There are many abbreviations and terms in the gun and ammunition world. CCW, for example, stands for “Carrying Concealed Weapon,” and it usually serves as the catchall abbreviation to describe someone with a license to carry a concealed handgun. Another abbreviation we frequently see in the gun world is “ACP,” as in “His pistol is a 1911 that takes .45 caliber ACP ammunition.” In this case, we know that the pistol is a 1911-style semiautomatic handgun that fires a .45 caliber ACP ammunition cartridge. But what is ACP ammo? Let’s find out.
It References Colt
“ACP” refers to the legendary American gun maker Colt Firearms and the ammunition John Browning designed for the company between 1900 and 1908. In 1900, Colt introduced the Colt Model 1900, its first semiautomatic pistol, which the company called an “automatic pistol.” The ammunition needed for Colt’s “automatic pistols” was named ACP, or “Automatic Colt Pistol.”
Why New Ammunition?
Colt’s new handguns were considered revolutionary for the era, as was their ammunition, and here’s why:
- The Colt M1900 was semiautomatic. Once you prepared the handgun to fire its first round, all you had to do to fire another was pull the trigger.

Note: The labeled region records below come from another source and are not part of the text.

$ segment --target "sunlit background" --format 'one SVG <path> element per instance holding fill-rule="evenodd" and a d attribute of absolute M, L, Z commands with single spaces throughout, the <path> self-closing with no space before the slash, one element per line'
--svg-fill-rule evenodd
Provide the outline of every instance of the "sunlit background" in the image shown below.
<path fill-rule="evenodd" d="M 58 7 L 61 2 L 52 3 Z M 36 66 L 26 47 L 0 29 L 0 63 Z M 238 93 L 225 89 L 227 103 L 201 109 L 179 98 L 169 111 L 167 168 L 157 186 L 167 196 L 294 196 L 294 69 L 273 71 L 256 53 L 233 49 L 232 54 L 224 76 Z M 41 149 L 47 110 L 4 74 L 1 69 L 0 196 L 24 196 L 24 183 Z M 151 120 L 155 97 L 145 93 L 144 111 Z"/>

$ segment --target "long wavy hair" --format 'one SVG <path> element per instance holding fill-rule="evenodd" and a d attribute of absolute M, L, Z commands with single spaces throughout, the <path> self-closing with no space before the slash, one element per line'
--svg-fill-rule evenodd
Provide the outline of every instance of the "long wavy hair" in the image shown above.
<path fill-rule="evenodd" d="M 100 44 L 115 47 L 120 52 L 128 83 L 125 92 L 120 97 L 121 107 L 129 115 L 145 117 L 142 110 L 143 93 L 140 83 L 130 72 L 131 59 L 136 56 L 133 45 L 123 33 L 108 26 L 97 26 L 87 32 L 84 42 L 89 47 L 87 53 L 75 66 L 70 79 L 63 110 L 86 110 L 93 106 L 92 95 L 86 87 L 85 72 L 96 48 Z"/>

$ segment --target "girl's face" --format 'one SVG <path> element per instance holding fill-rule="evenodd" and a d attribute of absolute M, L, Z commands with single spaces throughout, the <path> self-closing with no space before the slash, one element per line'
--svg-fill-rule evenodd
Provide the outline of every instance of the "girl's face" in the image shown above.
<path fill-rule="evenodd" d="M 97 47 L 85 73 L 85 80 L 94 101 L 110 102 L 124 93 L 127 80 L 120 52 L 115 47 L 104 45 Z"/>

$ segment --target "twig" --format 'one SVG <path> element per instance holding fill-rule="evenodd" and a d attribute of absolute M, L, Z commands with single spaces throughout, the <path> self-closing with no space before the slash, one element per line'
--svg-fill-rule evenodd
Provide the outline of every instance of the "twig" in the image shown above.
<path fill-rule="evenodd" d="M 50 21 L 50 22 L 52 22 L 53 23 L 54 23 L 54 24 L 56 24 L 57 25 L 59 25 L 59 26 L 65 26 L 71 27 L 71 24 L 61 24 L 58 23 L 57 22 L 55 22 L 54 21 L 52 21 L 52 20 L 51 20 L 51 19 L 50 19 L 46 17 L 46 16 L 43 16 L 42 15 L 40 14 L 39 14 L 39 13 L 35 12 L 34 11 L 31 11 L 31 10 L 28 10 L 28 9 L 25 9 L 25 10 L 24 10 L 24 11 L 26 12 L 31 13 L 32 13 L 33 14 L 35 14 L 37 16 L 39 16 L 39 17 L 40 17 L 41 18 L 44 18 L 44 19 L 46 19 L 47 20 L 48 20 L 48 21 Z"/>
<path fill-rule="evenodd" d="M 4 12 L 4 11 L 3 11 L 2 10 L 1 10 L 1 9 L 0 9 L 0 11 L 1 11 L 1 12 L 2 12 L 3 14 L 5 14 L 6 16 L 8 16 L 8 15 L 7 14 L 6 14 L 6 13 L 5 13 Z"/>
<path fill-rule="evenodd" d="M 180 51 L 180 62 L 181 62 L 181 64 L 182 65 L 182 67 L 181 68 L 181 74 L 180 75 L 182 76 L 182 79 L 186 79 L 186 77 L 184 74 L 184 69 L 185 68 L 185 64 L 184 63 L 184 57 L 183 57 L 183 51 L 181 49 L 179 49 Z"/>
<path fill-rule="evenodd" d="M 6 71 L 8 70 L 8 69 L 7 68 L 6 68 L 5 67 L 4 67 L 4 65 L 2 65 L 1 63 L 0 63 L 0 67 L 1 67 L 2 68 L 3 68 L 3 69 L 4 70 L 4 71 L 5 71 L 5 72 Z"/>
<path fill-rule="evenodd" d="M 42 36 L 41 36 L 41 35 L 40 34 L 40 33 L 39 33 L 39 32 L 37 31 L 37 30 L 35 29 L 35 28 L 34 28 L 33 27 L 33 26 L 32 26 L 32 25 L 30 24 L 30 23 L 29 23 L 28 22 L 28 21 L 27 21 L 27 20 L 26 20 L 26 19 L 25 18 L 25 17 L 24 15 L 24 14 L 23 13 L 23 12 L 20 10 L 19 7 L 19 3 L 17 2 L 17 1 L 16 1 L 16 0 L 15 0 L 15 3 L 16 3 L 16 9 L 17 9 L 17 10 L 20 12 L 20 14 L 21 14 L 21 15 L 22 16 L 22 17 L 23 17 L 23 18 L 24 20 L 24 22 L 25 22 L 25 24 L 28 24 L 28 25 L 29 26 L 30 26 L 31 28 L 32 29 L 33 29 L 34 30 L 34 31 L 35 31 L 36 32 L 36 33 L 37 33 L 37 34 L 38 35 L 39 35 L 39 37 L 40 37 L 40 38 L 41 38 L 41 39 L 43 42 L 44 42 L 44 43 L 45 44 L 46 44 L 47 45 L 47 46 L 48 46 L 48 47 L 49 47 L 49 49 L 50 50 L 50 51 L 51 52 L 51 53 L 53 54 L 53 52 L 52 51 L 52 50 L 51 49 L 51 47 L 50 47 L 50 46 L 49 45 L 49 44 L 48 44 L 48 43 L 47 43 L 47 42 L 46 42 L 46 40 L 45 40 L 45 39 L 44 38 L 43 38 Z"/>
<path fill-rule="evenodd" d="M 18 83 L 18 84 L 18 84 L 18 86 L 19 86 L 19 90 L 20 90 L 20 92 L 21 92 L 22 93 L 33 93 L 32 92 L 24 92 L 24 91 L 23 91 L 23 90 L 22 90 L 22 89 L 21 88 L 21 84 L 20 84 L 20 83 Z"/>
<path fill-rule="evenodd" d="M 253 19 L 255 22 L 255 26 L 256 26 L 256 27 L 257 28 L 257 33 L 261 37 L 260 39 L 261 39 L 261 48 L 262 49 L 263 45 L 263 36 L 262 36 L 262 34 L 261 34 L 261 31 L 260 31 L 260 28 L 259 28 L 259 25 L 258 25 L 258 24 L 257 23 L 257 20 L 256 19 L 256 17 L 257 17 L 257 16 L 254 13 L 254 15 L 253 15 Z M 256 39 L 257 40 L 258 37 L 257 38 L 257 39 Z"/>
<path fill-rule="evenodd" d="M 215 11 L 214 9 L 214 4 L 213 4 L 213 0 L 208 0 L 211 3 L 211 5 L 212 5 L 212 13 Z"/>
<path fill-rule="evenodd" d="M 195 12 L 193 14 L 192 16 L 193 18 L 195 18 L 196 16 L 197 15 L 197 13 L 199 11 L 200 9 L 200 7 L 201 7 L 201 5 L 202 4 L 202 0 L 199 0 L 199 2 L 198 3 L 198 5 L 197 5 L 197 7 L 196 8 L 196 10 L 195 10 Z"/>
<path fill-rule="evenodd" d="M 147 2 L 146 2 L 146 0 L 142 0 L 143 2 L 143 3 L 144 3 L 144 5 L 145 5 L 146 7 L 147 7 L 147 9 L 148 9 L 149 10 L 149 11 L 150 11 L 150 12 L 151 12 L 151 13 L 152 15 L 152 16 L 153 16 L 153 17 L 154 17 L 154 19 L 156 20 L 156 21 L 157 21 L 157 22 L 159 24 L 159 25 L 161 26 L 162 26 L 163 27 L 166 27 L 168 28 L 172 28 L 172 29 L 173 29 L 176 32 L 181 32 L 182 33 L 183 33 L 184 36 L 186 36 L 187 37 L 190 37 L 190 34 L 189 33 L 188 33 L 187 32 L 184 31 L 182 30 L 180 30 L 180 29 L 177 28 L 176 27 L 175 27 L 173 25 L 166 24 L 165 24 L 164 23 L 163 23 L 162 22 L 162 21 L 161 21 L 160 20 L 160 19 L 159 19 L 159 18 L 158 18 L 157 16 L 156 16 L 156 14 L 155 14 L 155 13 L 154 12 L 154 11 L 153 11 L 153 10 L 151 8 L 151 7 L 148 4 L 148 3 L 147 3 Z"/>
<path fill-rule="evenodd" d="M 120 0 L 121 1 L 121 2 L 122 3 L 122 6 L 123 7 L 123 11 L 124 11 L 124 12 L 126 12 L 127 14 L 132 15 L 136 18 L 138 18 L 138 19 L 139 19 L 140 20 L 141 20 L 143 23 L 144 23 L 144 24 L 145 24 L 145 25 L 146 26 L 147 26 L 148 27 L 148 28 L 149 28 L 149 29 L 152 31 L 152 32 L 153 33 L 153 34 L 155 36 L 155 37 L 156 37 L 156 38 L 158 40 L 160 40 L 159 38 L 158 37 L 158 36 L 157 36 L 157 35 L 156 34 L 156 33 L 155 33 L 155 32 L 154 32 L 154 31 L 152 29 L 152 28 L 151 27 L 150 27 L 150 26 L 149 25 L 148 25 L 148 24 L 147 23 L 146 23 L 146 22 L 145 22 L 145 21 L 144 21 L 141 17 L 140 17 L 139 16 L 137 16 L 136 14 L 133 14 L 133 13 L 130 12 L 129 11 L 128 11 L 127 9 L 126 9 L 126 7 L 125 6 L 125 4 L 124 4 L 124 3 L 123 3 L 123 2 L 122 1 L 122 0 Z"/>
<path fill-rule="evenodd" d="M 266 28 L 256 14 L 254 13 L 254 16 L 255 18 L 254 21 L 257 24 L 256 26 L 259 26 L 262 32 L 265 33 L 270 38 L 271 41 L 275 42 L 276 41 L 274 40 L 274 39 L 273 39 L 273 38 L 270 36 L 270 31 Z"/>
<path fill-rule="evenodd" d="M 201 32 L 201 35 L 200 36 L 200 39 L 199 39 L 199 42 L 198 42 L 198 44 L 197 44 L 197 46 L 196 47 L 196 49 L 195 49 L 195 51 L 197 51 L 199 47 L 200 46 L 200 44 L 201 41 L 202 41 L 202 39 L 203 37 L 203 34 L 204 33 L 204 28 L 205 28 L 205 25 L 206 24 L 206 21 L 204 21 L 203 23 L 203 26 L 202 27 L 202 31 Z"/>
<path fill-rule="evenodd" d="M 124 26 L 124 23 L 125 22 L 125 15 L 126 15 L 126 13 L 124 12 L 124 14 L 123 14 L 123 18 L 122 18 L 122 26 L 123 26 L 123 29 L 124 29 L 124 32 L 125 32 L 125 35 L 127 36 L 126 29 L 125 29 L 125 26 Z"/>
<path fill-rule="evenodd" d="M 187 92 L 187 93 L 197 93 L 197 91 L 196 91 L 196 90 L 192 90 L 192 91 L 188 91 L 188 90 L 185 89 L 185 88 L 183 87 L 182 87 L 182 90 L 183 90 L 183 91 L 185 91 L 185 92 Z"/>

- Before you pulled the trigger, though, you had to prepare the weapon to fire, first by loading your ammunition into the gun.
- To make Colt’s new “automatic pistol” ready to fire, you had to pull its slide back and then release it. Pulling back and releasing the 1900’s slide inserted a cartridge into its firing chamber.
- Once you’d made the M1900 ready to fire — which also cocked the hammer back and locked it into the firing position — you could then shoot it.
- After you pulled your gun’s trigger, the Automatic Colt Pistol or ACP cartridge in its firing chamber would ignite and fire a bullet out of the gun’s barrel.
- The “automatic” feature of this now-historic semiauto pistol is that it automatically loaded, or “autoloaded,” a new cartridge into its firing chamber, one after the other after each trigger pull until it ran out of ACP ammo from its internal magazine.
- Modern semiautomatic handguns continue to work on the same basic principles the Colt M1900 and the timeless M1911 used back in the early 1900s.
Unlike with a revolver, Colt’s new semiautomatic handguns also automatically cocked their hammers after their first slide pull. This “automatic” trigger cocking feature of the gun maker’s new semiautomatic handguns was also innovative because revolvers didn’t automatically cock their triggers. Colt “automatic pistols” and their creative loading and reloading, hammer locking, and firing features were all designed to work as a system with their new ACP ammo.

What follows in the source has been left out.